Vacation’s over — I was in Colombia (Cartagena and Bogota), more about which in another post — and I’ve spent much of today trying to catch up on what happened while I was gone.
The biggest development in what I’ve read so far is the death of the Brodsky bill to curtail museum deaccessioning in the New York legislature. That’s good news. Assemblyman Richard Brodsky (at right) says his bill is the only thing blocking the “beancounters,” who’ll sell museum collections at the drop of a hat to pay the HVAC bills, from raiding our museums. But it was a bad bill as written last winter, when it would have created an unfunded mandate for too many institutions (who’d have had to catalogue everything they own), among other flaws, and it’s still a bad bill with his proffered modifications.
Brodsky seems to have blamed opposition by some big insitutions, like the Metropolitan Museum of Art, for the bill’s demise, but my reporting says otherwise. Several legislators, and their staffs, were unconvinced of the bill’s overall wisdom.
As I’ve written, I believe deaccessioning for purposes other than art acquisitions should be rare, but possible in dire circumstances — only after an arbitration process proving that all other remedies had been exhausted.

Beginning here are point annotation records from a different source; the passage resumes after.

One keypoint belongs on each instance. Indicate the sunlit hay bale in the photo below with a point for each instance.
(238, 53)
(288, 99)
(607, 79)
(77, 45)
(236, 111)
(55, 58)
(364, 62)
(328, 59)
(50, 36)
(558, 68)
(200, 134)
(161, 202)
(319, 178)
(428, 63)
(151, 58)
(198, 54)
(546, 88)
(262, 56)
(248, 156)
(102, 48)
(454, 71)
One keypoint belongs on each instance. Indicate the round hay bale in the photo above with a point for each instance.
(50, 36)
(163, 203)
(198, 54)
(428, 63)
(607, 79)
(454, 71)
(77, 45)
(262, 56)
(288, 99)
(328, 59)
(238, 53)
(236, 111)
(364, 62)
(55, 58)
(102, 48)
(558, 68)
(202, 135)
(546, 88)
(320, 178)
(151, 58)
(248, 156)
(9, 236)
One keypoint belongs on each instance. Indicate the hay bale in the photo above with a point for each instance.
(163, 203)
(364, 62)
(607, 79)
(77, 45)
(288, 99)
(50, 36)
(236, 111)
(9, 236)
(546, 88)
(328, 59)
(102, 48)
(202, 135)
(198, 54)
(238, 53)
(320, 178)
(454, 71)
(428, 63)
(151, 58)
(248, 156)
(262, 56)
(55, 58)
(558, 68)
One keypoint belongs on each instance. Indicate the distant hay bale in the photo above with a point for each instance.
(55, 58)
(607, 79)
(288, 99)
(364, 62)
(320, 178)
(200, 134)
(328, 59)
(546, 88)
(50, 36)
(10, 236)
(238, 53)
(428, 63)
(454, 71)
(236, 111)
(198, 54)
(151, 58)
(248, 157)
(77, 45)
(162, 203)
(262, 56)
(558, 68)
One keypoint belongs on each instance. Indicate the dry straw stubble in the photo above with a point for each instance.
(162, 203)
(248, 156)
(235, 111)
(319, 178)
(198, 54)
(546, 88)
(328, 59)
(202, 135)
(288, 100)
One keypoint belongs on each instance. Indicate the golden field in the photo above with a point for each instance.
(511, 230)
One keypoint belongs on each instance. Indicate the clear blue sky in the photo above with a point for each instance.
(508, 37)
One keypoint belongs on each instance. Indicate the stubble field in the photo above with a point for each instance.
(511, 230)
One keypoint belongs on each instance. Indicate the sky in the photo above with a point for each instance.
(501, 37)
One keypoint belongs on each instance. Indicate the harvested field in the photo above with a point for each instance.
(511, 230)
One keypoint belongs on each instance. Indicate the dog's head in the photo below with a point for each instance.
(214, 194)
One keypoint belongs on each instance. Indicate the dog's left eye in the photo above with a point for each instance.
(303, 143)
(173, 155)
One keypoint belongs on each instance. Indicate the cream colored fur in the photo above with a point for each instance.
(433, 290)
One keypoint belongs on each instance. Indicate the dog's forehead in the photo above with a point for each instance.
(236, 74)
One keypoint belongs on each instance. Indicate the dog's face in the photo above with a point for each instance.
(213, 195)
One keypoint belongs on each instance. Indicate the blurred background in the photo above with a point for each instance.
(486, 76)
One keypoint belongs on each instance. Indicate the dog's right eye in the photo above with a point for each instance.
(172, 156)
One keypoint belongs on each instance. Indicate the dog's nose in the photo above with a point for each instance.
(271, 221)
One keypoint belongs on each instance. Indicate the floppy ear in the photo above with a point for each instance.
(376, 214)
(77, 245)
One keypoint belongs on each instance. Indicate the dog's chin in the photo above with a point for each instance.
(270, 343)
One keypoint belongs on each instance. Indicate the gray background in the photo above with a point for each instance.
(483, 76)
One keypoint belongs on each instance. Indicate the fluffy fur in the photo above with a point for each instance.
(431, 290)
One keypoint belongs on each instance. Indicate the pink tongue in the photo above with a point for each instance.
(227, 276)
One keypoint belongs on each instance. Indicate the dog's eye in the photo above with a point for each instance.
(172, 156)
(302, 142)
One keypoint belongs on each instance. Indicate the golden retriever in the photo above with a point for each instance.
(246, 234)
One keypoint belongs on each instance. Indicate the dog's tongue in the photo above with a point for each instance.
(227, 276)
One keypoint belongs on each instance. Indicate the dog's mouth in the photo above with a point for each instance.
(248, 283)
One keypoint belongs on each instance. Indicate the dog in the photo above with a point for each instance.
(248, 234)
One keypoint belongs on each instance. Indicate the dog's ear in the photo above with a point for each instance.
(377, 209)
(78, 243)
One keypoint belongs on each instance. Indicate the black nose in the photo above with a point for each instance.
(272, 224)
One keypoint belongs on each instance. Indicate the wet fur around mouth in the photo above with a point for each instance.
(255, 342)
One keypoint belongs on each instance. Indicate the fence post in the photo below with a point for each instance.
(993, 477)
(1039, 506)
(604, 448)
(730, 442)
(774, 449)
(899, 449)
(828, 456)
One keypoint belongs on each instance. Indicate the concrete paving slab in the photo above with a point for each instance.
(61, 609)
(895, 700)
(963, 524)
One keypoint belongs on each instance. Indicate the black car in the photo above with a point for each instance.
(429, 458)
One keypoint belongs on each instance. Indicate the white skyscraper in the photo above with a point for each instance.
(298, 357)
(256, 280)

Brodsky and his supporters have been using scare tactics. For example, what Michael Botwinick told The New York Times in last Wednesday’s article about the bill’s demise is ludicrous: financially troubled institutions now believe “the Rembrandts in the collection are no different than the IBM stock.”
For his part, Brodsky ended the article saying: “If we don’t act here, the bean counters will triumph, and we’ll see huge amounts of public art privatized.”
Evidence please?
Yet at the same time, Brodsky approves of a measure that would allow museums to raid their endowments without — as is currently necessary — seeking approval from the state Attorney General’s office. On that score, he trusts the beancounters — despite the fact that most museum endowments are too skimpy now. And without decent endowments, they generally can not balance their budgets without hefty efforts at fund-raising year in, year out.
At least that’s what Brodsky thought in June.
Now he is running for attorney general. We’ll see how he feels about giving up power if he gets the nod.
This battle, which is really about the control of museum governance, is not over yet. Brodsky still wants to be in the driver’s seat; just watch for a change in tactics.